A nomeação foi feita antes de o ministro da Fazenda, Joaquim Levy, ter anunciado o novo corte no Orçamento e severas restrições de gastos públicos para enfrentar a crise econômica. A portaria de transferência do marido de Ideli foi assinada no dia 5 de agosto pelo ministro da Defesa, Jaques Wagner, a pedido da ex-ministra.
Ideli inicialmente procurou o Exército para pedir a designação de Figueiredo. Mas foi avisada de que essas nomeações passam por um processo de seleção, em que vários fatores são analisados e que a Força não dispunha dessa vaga. Ideli, então, recorreu a Wagner, que atendeu seu pedido e assinou a portaria avocando o parágrafo único do artigo 1º do decreto 2.790 de 1998, que dizia que "ao ministro do Estado Maior das Forças Armadas é delegada competência" para baixar atos relativos aos militares que servem naquele órgão (OEA) e que, nas Forças, a prerrogativa é dos comandantes.
Um mês depois, esse decreto foi revogado e os comandantes perderam essa prerrogativa, sem serem avisados. Diante da repercussão negativa entre os militares, o governo foi obrigado a recuar.
Com a nomeação de Figueiredo, o Brasil passará a contar com dezenove militares na Junta Interamericana de Defesa: onze oficiais e oito praças. Conforme o Ministério da Defesa, trabalham na entidade 57 militares e civis de 23 dos 27 Estados-membros. A Junta tem a função de prestar à OEA "serviços de assessoramento técnico, consultivo e educativo sobre temas relacionados com assuntos militares e de Defesa".
Figueiredo, de acordo com a pasta, exercerá atribuições em funções administrativas. A "missão é do tipo transitória e de natureza militar", conforme portaria de designação. A jornada de trabalho é de 32 horas semanais. O ministério afirma que Figueiredo "preenche os requisitos necessários para ocupar o cargo".
No início do ano passado, o marido da ex-ministra já tinha sido alvo de comentários.

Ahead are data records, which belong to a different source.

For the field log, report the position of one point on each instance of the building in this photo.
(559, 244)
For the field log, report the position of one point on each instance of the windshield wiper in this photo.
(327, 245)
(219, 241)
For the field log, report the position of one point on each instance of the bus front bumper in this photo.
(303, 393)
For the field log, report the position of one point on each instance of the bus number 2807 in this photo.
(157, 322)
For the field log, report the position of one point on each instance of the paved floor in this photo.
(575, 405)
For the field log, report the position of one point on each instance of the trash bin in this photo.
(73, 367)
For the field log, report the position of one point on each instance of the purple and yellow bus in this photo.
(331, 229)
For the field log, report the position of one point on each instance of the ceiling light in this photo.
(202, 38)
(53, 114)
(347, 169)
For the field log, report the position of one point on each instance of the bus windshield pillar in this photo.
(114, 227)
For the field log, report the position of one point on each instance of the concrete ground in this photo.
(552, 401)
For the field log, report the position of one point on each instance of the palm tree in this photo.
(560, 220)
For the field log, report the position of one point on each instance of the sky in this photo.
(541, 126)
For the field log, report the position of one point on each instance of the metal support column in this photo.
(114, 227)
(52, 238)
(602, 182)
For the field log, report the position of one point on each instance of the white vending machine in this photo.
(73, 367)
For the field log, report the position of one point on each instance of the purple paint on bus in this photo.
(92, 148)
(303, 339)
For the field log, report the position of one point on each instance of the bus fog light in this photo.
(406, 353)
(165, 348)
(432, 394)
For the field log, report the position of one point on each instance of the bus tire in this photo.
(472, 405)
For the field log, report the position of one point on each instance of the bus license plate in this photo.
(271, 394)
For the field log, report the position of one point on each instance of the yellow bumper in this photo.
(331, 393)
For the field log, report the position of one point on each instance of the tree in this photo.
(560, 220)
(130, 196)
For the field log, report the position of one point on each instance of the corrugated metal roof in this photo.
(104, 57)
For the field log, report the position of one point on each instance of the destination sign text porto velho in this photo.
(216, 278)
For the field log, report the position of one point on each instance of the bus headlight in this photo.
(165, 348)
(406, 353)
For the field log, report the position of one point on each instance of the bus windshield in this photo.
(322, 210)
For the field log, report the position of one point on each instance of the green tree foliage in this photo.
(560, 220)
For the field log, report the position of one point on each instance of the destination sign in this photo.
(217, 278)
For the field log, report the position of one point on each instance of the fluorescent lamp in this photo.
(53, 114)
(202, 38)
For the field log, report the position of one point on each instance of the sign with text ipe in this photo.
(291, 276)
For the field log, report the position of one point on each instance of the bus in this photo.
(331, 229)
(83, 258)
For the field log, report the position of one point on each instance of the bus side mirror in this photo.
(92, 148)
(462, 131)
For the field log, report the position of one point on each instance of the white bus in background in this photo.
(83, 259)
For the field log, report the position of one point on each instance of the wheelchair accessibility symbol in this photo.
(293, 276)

Ele foi designado para sua primeira missão internacional pelo então ministro da Defesa Celso Amorim para que fosse à Rússia, por duas semanas, integrando uma comissão de dez pessoas que foi avaliar o sistema antiaéreo Pantsir-S, que o Exército brasileiro estava interessado em comprar. Sua habilitação e formação para a função foram questionadas para a missão, mas o marido de Ideli explicou que fora escolhido porque fala russo.
Apesar de trabalhar em Washington, Ideli não deverá seguir para Nova York para se encontrar com a presidente Dilma, que chegou nesta sexta-feira aos EUA.